Порой сердце ее разбивалось об это смущающее и сбивающее с толку заклятие, столь часто стоящее между ней и ее единственным сокровищем, которым она неистово дорожила, которое заменило ей весь мир, и Эстер не могла сдержать отчаянных слез. Тогда, возможно, – поскольку нельзя было предугадать мимолетных ее впечатлений, – Перл хмурилась, сжимала крохотный кулачок, и личико ее обретало суровый вид полной отстраненности. Но нередко она снова смеялась, громче, чем раньше, как существо, не ведающее людской печали и неспособное на нее. Или – но это происходило куда реже – она содрогалась от ярости и горя и плакала, выражая свою любовь к матери путаными словами, и словно доказывала, что у нее есть сердце, которое также умеет рваться. Но все же Эстер едва ли могла довериться этой порывистой нежности: та исчезала столь же быстро, как и появлялась. Размышляя обо всем этом, мать чувствовала себя так, словно призвала духа, но по ошибке в этот момент не обрела хозяйского права над этим новым и непостижимым созданием. Единственными часами спокойствия были для нее те, когда дитя погружалось в сон. Тогда Эстер была уверена в ней и наслаждалась тихим, печальным, редким счастьем, до тех пор – возможно, то странное выражение сияло в те моменты под открывающимися веками – пока маленькая Перл не просыпалась.
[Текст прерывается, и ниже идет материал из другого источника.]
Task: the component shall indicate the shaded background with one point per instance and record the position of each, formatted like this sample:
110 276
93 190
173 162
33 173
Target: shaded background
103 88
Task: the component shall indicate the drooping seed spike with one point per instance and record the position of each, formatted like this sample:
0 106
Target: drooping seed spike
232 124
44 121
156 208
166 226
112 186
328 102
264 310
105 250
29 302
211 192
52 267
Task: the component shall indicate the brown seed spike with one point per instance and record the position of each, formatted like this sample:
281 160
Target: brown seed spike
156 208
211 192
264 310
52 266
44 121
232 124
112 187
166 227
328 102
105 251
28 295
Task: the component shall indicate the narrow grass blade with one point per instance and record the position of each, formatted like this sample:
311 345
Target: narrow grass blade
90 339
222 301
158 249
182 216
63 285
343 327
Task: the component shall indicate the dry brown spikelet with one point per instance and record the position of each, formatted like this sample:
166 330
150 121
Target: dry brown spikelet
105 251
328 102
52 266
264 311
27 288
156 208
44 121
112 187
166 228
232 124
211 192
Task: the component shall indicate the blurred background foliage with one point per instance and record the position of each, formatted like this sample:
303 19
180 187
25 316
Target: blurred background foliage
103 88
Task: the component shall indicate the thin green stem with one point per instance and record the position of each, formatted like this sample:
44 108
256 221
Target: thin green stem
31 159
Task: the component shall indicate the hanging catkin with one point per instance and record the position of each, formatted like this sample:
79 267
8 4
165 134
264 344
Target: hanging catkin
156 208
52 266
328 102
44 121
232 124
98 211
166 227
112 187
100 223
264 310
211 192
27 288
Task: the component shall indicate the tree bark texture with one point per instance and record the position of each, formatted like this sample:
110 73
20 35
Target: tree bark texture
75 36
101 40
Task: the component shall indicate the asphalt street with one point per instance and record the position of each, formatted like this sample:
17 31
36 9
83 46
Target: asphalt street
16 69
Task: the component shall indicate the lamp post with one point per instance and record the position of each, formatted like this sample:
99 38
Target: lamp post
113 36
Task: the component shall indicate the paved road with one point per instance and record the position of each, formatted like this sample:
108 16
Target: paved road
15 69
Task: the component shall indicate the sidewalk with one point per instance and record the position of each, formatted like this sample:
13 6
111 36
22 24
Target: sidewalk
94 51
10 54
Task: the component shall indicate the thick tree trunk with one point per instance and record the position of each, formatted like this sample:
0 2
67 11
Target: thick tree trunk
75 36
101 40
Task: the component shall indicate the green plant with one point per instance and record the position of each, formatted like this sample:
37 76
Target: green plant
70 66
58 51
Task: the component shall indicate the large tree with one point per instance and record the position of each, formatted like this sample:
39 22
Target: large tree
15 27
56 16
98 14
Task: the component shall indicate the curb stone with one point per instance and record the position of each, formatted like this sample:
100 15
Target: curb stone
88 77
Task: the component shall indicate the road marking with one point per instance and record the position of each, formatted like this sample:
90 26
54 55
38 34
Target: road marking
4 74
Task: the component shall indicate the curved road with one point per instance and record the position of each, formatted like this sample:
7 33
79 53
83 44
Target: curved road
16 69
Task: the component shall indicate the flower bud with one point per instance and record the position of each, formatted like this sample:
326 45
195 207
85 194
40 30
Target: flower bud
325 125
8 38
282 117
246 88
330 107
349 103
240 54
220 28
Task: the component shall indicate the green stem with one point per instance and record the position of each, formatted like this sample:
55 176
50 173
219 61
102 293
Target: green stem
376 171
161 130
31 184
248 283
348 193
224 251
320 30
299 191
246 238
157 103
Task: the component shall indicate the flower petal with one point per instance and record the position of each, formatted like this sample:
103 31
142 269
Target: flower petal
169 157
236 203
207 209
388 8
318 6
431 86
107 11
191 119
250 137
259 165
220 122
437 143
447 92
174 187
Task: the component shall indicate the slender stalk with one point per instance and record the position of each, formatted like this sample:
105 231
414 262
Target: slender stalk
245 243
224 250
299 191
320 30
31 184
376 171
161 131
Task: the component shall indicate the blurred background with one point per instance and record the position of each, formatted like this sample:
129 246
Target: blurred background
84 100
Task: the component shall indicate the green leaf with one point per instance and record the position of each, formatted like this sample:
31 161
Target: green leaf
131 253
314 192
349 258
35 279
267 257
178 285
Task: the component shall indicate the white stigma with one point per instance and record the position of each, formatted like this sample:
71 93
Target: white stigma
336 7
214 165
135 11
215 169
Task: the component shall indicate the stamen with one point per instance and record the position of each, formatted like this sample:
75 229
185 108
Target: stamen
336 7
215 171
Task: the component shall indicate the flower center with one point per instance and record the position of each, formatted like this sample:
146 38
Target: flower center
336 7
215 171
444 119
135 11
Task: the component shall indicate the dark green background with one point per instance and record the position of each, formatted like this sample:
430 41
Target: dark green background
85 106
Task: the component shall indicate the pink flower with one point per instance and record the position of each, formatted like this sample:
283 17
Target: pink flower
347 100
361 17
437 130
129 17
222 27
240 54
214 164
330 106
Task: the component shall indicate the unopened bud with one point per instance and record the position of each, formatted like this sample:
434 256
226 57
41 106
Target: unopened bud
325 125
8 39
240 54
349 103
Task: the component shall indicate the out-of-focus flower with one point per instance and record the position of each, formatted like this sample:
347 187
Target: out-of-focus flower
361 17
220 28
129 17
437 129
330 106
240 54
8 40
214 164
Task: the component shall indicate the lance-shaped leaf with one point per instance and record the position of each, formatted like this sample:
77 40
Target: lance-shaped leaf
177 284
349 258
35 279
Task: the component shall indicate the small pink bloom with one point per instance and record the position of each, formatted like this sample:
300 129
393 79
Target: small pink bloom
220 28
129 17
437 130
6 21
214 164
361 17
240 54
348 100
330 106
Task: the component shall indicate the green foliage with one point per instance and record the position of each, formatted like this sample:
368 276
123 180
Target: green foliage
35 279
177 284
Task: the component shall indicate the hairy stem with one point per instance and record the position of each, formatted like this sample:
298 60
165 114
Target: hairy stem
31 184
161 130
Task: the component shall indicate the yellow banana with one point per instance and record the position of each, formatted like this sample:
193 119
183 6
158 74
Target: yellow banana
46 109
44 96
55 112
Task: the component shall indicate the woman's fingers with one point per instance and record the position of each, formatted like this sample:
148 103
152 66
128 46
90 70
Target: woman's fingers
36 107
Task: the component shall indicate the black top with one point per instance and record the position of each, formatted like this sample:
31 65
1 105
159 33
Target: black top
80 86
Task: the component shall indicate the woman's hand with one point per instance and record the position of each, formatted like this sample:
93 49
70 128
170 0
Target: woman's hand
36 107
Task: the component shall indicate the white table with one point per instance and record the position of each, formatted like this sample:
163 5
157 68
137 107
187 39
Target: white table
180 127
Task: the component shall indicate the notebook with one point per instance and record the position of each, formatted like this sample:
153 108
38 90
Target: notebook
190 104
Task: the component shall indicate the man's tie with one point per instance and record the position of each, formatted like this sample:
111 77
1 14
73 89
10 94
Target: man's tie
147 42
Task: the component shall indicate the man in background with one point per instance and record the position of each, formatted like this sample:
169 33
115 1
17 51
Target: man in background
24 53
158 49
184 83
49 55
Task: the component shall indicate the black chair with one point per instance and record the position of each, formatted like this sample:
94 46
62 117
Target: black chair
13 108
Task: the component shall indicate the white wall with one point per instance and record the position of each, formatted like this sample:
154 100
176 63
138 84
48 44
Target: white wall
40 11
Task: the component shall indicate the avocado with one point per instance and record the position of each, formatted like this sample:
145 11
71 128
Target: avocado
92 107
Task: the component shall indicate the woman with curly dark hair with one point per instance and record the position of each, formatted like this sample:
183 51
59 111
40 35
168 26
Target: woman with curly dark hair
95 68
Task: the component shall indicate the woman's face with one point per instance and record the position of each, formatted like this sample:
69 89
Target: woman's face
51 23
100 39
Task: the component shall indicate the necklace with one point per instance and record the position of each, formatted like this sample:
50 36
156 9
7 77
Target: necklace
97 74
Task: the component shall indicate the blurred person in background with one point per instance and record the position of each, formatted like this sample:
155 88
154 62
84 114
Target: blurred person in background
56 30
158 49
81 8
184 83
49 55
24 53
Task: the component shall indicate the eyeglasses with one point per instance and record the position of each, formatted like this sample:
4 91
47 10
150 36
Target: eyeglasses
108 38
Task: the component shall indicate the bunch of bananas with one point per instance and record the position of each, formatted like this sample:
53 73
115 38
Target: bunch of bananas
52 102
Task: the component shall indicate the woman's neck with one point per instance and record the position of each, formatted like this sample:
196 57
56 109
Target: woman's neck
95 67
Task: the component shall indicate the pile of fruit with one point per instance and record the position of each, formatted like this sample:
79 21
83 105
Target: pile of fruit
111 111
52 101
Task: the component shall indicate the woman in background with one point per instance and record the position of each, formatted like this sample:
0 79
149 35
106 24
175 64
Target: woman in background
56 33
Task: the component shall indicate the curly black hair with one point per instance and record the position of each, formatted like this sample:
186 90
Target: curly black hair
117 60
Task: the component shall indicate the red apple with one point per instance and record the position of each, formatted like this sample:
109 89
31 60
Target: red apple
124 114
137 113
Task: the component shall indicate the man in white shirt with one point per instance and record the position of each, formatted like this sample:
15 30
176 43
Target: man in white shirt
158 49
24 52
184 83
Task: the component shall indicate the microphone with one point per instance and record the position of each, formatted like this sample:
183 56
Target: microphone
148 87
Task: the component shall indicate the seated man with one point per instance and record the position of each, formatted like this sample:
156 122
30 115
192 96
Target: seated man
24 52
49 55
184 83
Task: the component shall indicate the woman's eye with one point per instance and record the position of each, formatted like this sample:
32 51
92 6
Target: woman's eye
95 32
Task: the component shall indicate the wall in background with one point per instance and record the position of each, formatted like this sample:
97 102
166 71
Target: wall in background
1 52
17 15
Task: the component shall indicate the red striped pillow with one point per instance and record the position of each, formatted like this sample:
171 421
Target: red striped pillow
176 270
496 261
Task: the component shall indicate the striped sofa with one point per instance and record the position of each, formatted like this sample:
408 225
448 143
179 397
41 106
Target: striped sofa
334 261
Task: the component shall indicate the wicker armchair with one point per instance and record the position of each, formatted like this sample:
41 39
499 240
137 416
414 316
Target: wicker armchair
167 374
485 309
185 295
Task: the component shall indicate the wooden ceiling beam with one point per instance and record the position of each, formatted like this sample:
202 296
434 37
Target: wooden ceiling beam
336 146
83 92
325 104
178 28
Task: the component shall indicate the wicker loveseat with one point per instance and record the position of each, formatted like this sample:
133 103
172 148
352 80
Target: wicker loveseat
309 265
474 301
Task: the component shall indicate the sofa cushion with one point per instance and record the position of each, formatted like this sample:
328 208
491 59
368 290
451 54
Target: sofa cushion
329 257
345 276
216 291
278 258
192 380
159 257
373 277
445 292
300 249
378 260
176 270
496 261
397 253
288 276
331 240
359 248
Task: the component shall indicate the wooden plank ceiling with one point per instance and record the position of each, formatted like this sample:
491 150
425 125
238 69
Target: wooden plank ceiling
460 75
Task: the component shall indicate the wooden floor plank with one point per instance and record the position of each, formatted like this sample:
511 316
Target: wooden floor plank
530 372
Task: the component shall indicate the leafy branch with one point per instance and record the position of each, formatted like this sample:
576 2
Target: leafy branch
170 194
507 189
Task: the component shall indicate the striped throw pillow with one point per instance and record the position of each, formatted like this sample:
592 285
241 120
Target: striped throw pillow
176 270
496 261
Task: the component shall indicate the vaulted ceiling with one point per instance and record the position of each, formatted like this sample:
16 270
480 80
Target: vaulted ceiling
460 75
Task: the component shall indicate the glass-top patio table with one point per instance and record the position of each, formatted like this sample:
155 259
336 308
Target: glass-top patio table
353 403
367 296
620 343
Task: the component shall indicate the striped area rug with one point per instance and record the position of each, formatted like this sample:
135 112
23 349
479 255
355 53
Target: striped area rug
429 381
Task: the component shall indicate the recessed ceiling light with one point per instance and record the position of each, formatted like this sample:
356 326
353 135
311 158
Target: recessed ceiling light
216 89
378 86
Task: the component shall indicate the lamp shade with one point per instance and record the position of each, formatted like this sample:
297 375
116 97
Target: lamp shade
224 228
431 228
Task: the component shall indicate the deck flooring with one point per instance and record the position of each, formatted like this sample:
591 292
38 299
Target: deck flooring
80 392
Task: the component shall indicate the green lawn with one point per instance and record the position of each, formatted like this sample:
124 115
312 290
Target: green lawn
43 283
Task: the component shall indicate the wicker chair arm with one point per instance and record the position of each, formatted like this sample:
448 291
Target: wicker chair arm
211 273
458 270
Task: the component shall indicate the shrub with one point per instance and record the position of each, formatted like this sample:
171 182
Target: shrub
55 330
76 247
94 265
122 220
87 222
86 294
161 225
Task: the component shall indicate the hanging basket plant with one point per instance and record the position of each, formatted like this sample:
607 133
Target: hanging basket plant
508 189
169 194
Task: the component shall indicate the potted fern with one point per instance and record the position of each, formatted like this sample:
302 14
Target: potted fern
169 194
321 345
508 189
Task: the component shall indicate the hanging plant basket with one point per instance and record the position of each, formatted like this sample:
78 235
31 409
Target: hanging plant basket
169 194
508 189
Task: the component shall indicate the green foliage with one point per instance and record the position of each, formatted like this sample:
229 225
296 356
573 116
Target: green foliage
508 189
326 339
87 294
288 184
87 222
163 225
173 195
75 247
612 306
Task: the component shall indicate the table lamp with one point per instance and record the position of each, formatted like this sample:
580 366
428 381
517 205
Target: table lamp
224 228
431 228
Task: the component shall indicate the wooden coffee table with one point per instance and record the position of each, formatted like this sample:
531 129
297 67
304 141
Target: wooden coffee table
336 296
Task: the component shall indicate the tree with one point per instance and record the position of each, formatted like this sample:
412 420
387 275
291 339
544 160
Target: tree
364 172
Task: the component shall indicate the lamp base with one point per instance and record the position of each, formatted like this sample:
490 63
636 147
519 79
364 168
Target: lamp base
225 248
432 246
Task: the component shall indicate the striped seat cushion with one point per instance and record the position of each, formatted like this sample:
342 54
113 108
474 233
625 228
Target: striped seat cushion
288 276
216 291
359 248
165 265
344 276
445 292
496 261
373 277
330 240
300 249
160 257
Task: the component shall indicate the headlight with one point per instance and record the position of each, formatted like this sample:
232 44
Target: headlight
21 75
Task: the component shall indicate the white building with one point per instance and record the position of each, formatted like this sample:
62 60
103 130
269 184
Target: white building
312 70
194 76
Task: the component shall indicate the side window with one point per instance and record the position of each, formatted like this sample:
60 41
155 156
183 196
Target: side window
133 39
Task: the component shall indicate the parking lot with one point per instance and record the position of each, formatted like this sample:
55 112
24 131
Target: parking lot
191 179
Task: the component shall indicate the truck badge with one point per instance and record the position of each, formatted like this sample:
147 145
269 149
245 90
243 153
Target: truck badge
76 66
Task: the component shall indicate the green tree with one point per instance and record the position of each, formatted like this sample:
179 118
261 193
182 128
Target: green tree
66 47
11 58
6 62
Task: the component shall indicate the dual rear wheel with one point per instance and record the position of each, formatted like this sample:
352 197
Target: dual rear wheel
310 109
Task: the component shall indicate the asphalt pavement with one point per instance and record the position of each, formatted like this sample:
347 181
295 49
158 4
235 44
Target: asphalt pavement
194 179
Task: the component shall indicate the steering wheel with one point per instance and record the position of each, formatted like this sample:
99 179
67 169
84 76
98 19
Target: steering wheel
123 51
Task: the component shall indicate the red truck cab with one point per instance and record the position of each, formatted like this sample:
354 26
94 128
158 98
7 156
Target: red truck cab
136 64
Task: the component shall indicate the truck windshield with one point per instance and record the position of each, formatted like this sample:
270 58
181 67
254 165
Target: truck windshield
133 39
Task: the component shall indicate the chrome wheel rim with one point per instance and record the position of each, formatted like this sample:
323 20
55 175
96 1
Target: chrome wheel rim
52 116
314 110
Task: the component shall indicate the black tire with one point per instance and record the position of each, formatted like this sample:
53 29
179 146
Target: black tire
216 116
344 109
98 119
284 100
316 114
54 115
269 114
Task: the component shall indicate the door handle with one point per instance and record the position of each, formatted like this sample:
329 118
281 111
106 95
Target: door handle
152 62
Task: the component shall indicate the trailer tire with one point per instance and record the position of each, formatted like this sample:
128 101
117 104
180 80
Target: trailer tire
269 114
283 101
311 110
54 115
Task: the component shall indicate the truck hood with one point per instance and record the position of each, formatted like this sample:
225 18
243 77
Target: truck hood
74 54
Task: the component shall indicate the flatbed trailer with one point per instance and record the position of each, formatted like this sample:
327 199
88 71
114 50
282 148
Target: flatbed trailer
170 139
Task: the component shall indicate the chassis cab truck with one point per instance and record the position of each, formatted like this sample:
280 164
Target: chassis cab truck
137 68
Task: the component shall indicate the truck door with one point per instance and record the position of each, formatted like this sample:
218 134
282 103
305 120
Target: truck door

Как скоро, с какой странной поспешностью маленькая Перл достигнет возраста, когда окажется способна на общение с чем-то помимо материнской улыбки, всегда для нее готовой, и бесполезных слов! Какое было бы счастье для Эстер Принн услышать ее чистый птичий голосок из гомона других детских криков, различать и узнавать интонации дочери в шумной детской игре. Но подобного никогда не будет. Перл была рождена парией детского мира. Злобный чертенок, эмблема и плод греха, она не имела права находиться среди крещеных детей. Ничто не могло поразить сильнее инстинкта, с которым, похоже, это дитя осознало собственное одиночество: судьба заключила ее в нерушимый круг ее особенного положения среди иных детей. Никогда, со времени выхода из тюрьмы, Эстер не появлялась на людях без дочери. В ее прогулках по городу Перл всегда была рядом: вначале младенцем на руках, затем маленькой девочкой, компаньонкой матери, обхватившей материнский палец крошечным кулачком и совершающей три-четыре шажка на один шаг Эстер. Она видела детей поселенцев на травянистых лужайках улиц или же на порогах домов, развлекающихся так, как позволяла им мрачная природа пуритан. Они играли в походы в церковь или в сожжение квакеров, а иногда снимали скальпы в игрушечной битве с индейцами или пугали друг друга, дурачась и изображая колдовство. Перл смотрела и внимательно наблюдала, но никогда не пыталась присоединиться к игре. Если с ней заговаривали, она не отвечала. Если дети собирались вокруг нее, как бывало порой, Перл становилась поистине ужасна в своем крошечном гневе. Она бросала в них камни и выкрикивала бессвязные слова, заставляя дрожать свою мать, поскольку слишком уж были похожи те звуки на колдовские проклятия на неизвестном никому языке.